É bom que se exiba a fragilidade, “tantas vezes vai o cântaro à fonte…”, até o poder, os impérios são periclitantes e daí se falar nos gigantes com pés de barro.

O que mais aprecio nestas exposições é que cada um tem completa alforria para ver e interpretar como lhe apetece. Por mim, no espaço preambular, senti-me bem a ver aquelas bilhas (pequenas talhas?) a apontar para o rio, tomo o código como uma sinalização do lugar, a olaria não vive sem a água, estes artífices vêm da noite dos tempos, os objetos que hoje produzem vão da utilidade para medidas, vasos de jardim, peças que adornam a cantaria, que sei eu, até o trabalho artístico e logo nos assalta a memória a Rosa Ramalho, o Mistério, o José Franco.

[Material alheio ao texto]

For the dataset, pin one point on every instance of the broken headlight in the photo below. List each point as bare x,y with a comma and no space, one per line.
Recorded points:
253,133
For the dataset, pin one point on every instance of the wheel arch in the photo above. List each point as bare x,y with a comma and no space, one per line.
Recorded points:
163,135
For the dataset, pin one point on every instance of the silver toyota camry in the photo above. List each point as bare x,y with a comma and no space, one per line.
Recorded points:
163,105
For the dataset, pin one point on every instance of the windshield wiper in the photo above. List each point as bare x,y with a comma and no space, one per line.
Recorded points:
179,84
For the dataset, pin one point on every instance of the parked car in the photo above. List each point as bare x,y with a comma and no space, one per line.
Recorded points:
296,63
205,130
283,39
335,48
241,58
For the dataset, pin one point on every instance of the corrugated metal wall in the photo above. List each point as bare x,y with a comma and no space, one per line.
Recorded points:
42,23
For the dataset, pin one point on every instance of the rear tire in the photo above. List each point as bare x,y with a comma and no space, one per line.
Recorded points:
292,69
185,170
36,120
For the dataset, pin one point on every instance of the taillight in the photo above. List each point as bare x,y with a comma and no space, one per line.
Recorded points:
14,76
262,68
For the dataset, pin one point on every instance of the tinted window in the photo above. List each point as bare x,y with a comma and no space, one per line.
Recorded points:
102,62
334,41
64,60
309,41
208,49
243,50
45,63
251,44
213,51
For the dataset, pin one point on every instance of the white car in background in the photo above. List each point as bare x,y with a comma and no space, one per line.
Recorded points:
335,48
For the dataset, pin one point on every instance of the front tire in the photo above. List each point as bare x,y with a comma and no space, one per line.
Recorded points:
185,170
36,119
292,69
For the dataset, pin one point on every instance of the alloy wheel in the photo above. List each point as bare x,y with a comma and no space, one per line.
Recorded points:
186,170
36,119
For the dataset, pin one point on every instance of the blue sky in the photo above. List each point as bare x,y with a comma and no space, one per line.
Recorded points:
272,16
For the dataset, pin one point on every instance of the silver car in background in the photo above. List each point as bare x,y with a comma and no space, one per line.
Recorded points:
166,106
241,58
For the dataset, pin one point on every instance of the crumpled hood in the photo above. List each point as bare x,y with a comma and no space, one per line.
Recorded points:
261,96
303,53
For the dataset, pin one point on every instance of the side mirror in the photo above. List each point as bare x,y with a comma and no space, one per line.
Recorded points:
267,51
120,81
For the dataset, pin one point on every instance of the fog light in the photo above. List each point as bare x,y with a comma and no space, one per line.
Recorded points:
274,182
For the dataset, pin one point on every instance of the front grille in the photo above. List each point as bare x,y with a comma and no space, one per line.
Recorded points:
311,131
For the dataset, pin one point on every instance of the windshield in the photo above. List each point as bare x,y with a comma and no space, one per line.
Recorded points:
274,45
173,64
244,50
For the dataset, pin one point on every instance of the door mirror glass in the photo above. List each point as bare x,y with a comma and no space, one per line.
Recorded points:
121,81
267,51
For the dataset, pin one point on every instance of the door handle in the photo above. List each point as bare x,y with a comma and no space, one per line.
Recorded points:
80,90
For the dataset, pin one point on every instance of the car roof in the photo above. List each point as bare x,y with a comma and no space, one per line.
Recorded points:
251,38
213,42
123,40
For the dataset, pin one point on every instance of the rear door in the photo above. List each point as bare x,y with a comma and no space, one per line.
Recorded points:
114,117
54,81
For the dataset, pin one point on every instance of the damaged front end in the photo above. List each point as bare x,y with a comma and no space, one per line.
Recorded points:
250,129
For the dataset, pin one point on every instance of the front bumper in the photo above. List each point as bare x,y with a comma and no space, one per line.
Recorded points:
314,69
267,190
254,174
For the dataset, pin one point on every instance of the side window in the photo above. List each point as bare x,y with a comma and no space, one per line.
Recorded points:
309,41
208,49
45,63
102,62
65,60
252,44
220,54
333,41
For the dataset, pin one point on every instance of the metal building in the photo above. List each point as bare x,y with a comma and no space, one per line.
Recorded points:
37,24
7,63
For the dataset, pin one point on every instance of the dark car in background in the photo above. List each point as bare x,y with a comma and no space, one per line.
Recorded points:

Estes artífices que tenham orgulho com o seu bilhete de identidade, lembrem-se de Rafael Bordalo Pinheiro que andou pelas Caldas da Rainha a fabricar obras geniais, do útil ao decorativo, divertindo-se à grande com o Zé Povinho, os ataques a John Bull, tudo quanto saía da sua fábrica podia albergar-se em casa de gente pobre, de grandes burgueses, de peralvilhos endinheirados, aristocratas. E se há imagem que mais me conforta o espírito são as mãos no barro, o íntimo movimento da criação que vai do informe ao objeto, as mãos embebidas nessa mesma criação, parece que delas emana a carne viva da inspiração.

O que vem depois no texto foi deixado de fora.